Found in the rain forests of Central Africa, this small but highly venomous viper is noted for its huge eyes and keeled, bristle-like scales which give it an almost feathered appearance (hence one of its common names, ”feathered tree viper”). Atheris vipers grow up to 75 cms long, with males being longer than females (unusual among snakes). Like all vipers, Atheris has long, retractable fangs in the front of its upper jaw; there is no known antidote to its venom, which causes blood clotting difficulties, pain and swelling, and often, death.
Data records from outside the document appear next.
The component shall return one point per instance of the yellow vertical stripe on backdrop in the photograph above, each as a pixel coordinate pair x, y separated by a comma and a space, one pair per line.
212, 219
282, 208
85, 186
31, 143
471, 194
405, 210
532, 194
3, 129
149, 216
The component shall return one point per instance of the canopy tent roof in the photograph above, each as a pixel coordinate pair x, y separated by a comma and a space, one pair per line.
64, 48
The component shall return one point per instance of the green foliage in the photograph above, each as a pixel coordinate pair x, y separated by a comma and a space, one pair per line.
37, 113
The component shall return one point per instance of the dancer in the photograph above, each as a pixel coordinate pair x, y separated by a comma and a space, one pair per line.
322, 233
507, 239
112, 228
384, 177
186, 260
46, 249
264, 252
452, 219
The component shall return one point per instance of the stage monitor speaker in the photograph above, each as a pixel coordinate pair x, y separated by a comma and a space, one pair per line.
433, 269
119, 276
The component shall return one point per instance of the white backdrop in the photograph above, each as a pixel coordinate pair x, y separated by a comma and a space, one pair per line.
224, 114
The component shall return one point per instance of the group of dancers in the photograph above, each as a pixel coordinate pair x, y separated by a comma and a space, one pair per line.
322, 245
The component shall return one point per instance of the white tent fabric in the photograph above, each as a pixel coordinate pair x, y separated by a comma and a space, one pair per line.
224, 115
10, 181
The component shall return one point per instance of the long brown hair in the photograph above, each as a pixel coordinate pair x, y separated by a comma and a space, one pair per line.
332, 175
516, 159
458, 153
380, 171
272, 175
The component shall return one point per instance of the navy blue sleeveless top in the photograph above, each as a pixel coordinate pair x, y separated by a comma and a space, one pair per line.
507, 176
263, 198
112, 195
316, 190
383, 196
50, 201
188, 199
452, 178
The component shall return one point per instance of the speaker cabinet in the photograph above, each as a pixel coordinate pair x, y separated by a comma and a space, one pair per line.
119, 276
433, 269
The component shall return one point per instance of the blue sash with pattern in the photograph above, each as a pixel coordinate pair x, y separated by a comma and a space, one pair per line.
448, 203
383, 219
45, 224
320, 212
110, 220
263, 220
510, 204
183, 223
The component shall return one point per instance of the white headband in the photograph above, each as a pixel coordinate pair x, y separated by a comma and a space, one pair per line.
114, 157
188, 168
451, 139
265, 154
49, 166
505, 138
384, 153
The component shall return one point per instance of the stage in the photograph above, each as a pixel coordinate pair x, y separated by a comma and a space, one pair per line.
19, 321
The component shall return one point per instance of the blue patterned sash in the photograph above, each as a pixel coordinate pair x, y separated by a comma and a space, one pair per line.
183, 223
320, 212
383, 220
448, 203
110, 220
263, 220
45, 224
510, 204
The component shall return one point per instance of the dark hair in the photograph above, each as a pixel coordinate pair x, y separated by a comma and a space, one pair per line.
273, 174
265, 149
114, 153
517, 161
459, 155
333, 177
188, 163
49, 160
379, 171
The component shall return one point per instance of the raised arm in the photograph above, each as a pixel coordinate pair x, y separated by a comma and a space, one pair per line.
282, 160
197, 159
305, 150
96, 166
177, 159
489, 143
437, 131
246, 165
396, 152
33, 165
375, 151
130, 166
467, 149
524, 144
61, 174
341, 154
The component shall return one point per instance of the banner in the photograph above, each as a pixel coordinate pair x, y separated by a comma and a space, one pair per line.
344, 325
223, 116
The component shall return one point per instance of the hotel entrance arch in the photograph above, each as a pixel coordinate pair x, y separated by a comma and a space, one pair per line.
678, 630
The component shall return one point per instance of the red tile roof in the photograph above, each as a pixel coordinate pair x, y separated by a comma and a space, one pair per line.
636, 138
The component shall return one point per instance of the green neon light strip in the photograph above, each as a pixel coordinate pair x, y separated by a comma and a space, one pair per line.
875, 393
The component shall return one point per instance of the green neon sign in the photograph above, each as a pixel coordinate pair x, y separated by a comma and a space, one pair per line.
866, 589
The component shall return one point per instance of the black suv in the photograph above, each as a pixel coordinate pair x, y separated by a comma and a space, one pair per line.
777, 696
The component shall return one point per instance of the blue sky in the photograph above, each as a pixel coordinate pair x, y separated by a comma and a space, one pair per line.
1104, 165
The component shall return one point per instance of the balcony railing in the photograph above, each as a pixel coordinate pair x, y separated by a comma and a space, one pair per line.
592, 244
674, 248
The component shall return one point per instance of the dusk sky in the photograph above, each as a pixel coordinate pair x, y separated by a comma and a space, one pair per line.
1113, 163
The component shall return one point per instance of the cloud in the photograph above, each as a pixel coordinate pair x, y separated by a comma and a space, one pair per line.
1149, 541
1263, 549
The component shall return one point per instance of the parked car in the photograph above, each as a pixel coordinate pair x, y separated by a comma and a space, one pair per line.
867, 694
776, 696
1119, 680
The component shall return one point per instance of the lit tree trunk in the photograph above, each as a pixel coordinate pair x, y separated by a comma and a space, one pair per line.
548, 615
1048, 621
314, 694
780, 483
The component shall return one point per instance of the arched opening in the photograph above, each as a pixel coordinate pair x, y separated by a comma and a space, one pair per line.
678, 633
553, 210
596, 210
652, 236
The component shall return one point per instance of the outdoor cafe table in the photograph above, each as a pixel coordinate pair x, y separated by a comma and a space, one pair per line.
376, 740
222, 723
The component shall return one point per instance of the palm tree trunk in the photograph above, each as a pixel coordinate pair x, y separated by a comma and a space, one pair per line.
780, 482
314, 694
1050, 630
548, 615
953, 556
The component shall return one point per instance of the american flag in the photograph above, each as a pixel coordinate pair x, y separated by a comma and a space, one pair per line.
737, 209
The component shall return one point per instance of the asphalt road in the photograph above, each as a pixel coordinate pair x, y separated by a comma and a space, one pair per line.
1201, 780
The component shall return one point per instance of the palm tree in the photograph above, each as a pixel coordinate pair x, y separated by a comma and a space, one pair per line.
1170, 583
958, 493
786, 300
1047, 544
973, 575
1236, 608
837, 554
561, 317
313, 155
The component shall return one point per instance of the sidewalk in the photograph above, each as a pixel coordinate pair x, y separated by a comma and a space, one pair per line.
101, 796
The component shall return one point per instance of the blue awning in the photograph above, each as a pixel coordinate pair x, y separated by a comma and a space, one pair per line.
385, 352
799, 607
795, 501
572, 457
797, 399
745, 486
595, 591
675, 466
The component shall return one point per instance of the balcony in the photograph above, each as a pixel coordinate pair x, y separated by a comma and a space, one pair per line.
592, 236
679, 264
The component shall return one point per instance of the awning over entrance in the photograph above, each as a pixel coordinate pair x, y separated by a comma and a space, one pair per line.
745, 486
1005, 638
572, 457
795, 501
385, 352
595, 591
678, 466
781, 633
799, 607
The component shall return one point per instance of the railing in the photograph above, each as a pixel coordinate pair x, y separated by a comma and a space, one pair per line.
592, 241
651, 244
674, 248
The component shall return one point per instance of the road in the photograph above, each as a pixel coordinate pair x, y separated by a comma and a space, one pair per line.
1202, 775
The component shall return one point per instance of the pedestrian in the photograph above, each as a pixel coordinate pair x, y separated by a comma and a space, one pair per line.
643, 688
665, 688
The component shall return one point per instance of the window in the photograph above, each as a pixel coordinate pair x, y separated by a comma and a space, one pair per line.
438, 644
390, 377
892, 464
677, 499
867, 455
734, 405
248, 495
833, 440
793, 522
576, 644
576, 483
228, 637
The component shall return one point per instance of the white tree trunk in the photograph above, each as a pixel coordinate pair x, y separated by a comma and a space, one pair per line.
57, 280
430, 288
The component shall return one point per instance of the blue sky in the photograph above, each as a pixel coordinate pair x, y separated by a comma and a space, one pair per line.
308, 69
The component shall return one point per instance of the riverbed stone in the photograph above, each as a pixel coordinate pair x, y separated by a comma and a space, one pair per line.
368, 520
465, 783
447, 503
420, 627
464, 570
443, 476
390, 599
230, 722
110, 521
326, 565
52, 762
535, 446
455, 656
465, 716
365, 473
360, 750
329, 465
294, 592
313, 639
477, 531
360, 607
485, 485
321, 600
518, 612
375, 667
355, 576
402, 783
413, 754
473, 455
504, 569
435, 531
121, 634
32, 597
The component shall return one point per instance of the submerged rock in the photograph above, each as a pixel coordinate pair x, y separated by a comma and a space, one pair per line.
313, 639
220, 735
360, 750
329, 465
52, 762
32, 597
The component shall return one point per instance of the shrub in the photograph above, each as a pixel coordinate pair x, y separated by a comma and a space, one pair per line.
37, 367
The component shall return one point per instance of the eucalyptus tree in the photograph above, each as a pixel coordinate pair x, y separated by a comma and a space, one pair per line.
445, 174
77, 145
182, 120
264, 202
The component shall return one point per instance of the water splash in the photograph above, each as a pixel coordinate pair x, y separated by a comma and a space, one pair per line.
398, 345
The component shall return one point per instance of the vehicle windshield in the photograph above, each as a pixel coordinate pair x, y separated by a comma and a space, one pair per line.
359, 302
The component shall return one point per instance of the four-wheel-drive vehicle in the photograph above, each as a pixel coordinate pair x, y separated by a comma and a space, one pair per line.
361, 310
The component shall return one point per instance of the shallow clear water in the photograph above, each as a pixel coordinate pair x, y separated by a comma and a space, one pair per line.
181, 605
Fortunately, these vipers usually live far away from human settlements, and therefore Atheris bites are exceedingly rare.
Found in the deserts of Northern Africa and the Middle East, horned vipers are small, usually under 50 cms long. They often have a pair of horns over the eyes, but there are also some individuals that lack them completely, and, therefore, can be easily mistaken for other vipers. They are venomous, but their bite is usually non fatal to humans. When threatened they rub their coils together to produce a warning sound before they strike. The horned viper was formally named ”Cerastes cerastes” in 1768, by Austrian naturalist Nicolaus Laurenti. Cerastes was a mythical Greek monster, a serpent that hid under the sand in the desert and ambushed any passing creature, using its horns as a lure. Ironically, the horned viper itself may have been the real life inspiration for the mythical Cerastes! Indeed, the horned viper hunts by hiding under the sand (leaving only its horns, eyes and nose exposed) and striking at any small animal (mostly rodents and lizards) that comes close. Ancient observers may have exaggerated the snake’s size and dangerousness, giving origin to the Cerastes myth, which Laurenti remembered when naming the horned viper centuries later. The horned viper’s horns, however, are not used as a lure; to date, no one really knows what the horns are used for, or why some horned vipers have them and some don’t.